Diagnostic value of combined PET/MR

This is the first study that sought to assess regional myocardial viability by simultaneous PET/MR imaging in patients undergoing a CTO revascularisation. Using a hybrid PET/MR scanner with integration of both modalities allows a truly synchronous/simultaneous acquisition of complementary information such as high-resolution anatomy and myocardial metabolism in merged images [25]. Thus, the principle to combine different imaging modalities in order to increase the diagnostic accuracy in predicting myocardial viability and long-term improvement of regional impaired function is highly attractive. Based on the ROC-analysis, simultaneous PET/MR imaging was superior to LGE-MR or [18F]FDG-PET alone in predicting functional recovery after revascularisation of CTO. Therefore, LGE-MR adds specificity to the investigation, outlining the segments with more pronounced wall motion dysfunction that could potentially benefit from revascularisation.

The superiority in combining the complementary information from PET and MR has been demonstrated already in other clinical settings, such as in the diagnosis of cardiac sarcoidosis [26] or prostate cancer [27], enhancing the value of hybrid PET/MR imaging in different fields.

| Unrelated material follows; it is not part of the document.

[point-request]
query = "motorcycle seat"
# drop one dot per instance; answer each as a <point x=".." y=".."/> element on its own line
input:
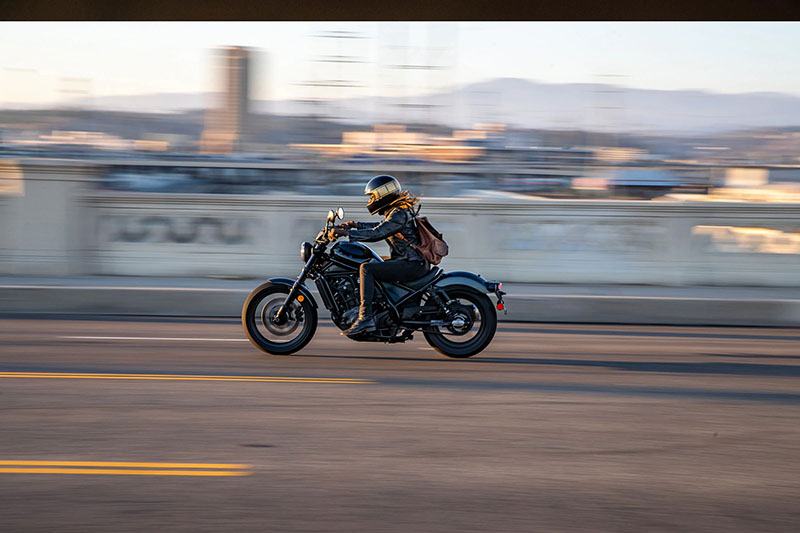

Although we demonstrated a higher diagnostic accuracy in detecting regional functional improvement by simultaneous imaging of [18F]FDG-PET and MRI-LGE as compared with these modalities alone, we did not observe significant effects on global LV parameters. An explanation may be that the EF was only slightly impaired before revascularisation of the CTO and that the global extent of LGE across the left ventricle was only 6.3 ± 5.2%. Similarly, recent small- to moderate-sized CMR imaging studies which evaluated CTO showed conflicting results or only minor improvements of LVEF [28, 29]. Furthermore, the wall motion analysis used only assesses substantial improvements of the wall motion abnormality. Subtle improvements, however, are usually not captured because of the analysis through a rather “rough” 5 point score. Moreover, since a CTO usually develops and exists for months to years, it is also possible that the wall motion improvement achieved after revascularisation may only occur after a longer period of time (e.g. after 9 months or one year) than the actual follow-up. Larger studies are warranted to further assess whether revascularisation of CTO based on hybrid imaging may have an impact on more established clinical outcome measures such as LV function or even mortality and thus provide evidence to become a meaningful approach in planning such interventions.

Limitations

This was a pilot study with a comprehensive protocol, and therefore, a relatively small number of patients were included, despite the involvement of three centres. Larger multicentre studies are warranted to confirm these preliminary results. The study population finally underwent hybrid PET/MRI, successful CTO revascularisation and a follow-up imaging, respectively. Moreover, the global LV function at baseline in this cohort was almost normal and thus the amount of dysfunctional segments in the CTO territory was moderate. Only patients with successful CTO revascularisation underwent follow-up imaging, so we cannot comment potential positive LV remodeling after CTO revascularisation in comparison with patients after failed PCI. Finally, in order to facilitate straightforward imaging, a MRI protocol solely assessing function and LGE but no further sequences such as perfusion imaging was applied, which could have improved the detection of myocardial hibernation.

Conclusions

Hybrid PET/MR imaging prior to successful CTO revascularisation showed a better overall diagnostic accuracy than PET or MR alone in predicting regional improvement of wall motion abnormalities in territories affected by CTO. The complementary information derived from both modalities may help to identify small amounts of viable, dysfunctional and hibernating epicardial myocardium within large scars with potential to improve contractility after CTO revascularisation.